C + + Boost Regular expression usage (from: Wu Biyu cnblog)

Source: Internet
Author: User
Tags perl regular expression posix regex expression

First look at an online classic example.

#include "stdafx.h" #include <cstdlib> #include <stdlib.h> #include <boost/regex.hpp> #include < String> #include <iostream> using namespace std; using namespace boost; Regex expression ("^select" ([a-za-z]*) from ([a-za-z]*));  int main (int argc, char* argv[]) {std::string in;  Cmatch what;  cout << "Enter test string" << Endl;  Getline (Cin,in); if (Regex_match (In.c_str (), what, expression)) {for (int i=0;i<what.size (); i++) cout<< "str:" <<what[i].  STR () <<endl;  else {cout<< "Error Input" <<endl; return 0; }

Results


Enter: Select name from table

Output: Str:select name from table

Str:name

Str:table

According to our request, the strings are matched and singled out.
This is useful when dealing with a large number of rules in text format, because it is flexible and Itong.

Let's start by introducing the regex in boost

The default regular expression syntax for Boost::regex is the Perl syntax
Boost::regex supports Perl regular expressions, posix-extended regular expressions, and posix-basic regular expressions, but the default expression syntax is Perl syntax, If you want to use the remaining two syntaxes, you need to specify them explicitly when you construct an expression.

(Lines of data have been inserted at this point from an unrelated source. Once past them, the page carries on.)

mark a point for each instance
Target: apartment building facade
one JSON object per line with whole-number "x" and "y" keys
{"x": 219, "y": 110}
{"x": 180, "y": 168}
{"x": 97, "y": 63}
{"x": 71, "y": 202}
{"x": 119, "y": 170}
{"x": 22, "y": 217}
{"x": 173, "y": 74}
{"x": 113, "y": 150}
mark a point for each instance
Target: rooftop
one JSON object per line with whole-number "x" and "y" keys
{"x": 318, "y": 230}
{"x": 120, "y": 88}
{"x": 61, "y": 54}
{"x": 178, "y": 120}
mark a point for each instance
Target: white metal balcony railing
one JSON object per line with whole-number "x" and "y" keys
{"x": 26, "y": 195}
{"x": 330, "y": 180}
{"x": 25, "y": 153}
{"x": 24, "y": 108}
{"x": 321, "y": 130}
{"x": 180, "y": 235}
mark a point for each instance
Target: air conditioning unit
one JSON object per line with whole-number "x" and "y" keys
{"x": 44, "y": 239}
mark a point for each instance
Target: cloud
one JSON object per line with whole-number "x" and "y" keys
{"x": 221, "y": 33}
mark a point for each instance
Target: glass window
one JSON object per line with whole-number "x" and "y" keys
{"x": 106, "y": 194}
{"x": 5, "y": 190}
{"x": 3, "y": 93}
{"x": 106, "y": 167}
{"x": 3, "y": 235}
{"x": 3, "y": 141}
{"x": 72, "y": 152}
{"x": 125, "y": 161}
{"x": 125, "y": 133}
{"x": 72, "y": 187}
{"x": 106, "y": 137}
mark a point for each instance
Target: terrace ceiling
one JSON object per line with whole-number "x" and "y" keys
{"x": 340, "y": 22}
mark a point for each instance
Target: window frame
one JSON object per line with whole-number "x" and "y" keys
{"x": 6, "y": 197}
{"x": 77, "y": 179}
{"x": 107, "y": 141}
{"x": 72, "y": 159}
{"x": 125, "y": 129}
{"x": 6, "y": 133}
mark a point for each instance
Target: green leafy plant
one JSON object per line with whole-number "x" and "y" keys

For example, the following two methods have the same effect
E1 is a case sensitive Perl regular expression:
Since Perl is the default option there ' s no need to explicitly specify the syntax used:
Boost::regex E1 (my_expression);
E2 a case insensitive Perl regular expression:
Boost::regex E2 (my_expression, Boost::regex::p erl|boost::regex::icase);

Perl regular-expression syntax:

. Any character, which does not match the null character when using the MATCH_NO_DOT_NULL flag; Do not match newline characters when using Match_not_dot_newline

^ Match start of line
$ match end of line
* Repeat 0 times or more, for example a*b can be matched B,ab,aab,aaaaaaab
+ Repeat more than once, for example a+b can match Ab,aab,aaaaaaaab. But it doesn't match B.
? 0 times or once, such as Ca?b match cb,cab but not Caab
A{n} match character ' A ' repeats n times
A{n,}, character a repeats more than n times (including n times)
A{n,m} a repeats N to M times (incl.)

*? Match the previous atom more than 0 times
+? Match the previous atom more than once
?? Match the previous atom more than 0 times
{N,}? Match previous Atom n times above (incl.)
{n,m? Match before an atom N to M times (including)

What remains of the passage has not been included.